第25章 リヴァイ班
兵長が指示を出し、皆それに従う。
一層緊張感が増した。
『『ドガーーーーン!!!!!!!!!』』
大きな音がしたと思ったら私達の後方に、見た事の無い形の女型の巨人が現れた。
運動性能、明らかに知性を持ちエレンを狙って来ている事を考えると、これは奇行種等ではなく…エレンと同じ巨人化できる人間だと一目でわかった。
馬の速度を上げるが、それ以後兵長から指示はない。
背後より仲間の増援が女型の巨人を捉えようと立ち向かうが皆ほぼ一撃でやられていく。
「兵長!!戦いましょう!!」
「やりましょう!アイツは危険です!!」
「立体機動に移りましょう!!」
「兵長!!指示を!!!」
私以外の班員は口々に叫び出した。
「…全員、耳を塞げ」
すると、兵長が音響弾を撃った。
ハッと我に帰る班員たち。
「…お前らの仕事は何だ?
その時々の感情に身を任せるだけか?
この班の使命はそこのクソガキにキズ一つ付けないように尽くすことだ。
命の限り。そうだったな、エマ」
「はい。兵長!」
尚状況は変わらず、仲間達は女型にやられ続け、私達は走り続けた。
エレンはふと思い出したかのように自分の左手を見つめた。
巨人化する際の自傷行為を考えているのだろう。
それに気づいたペトラが止める。
だが兵長は止めなかった。
「やりたきゃやれ。

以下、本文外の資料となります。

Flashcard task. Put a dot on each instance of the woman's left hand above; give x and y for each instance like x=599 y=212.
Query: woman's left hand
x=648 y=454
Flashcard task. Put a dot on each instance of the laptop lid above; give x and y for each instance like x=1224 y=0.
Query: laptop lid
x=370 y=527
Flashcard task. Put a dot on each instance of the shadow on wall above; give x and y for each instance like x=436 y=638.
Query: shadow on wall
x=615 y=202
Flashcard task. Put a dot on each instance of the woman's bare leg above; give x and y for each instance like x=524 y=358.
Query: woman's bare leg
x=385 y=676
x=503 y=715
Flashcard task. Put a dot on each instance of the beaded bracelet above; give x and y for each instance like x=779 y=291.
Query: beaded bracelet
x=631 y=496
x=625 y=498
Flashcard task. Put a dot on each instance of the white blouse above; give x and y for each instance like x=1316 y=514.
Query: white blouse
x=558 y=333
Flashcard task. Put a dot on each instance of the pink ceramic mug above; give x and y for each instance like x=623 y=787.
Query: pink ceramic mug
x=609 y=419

結果は誰にもわからん。
自分を信じても、信頼に足る仲間を信じても…
…まあせいぜい、悔いが残らない方を自分で選べ」
兵長はそう言い、エレンに選択肢を与えた。
「エレン、あなたが決めれば良い。
けど、私達は何を目的としているのか考えて」
私は兵長の言葉に一言だけ添えた。
結果、エレンはリヴァイ兵長、リヴァイ班、調査兵団を信じ、進む事を選択した。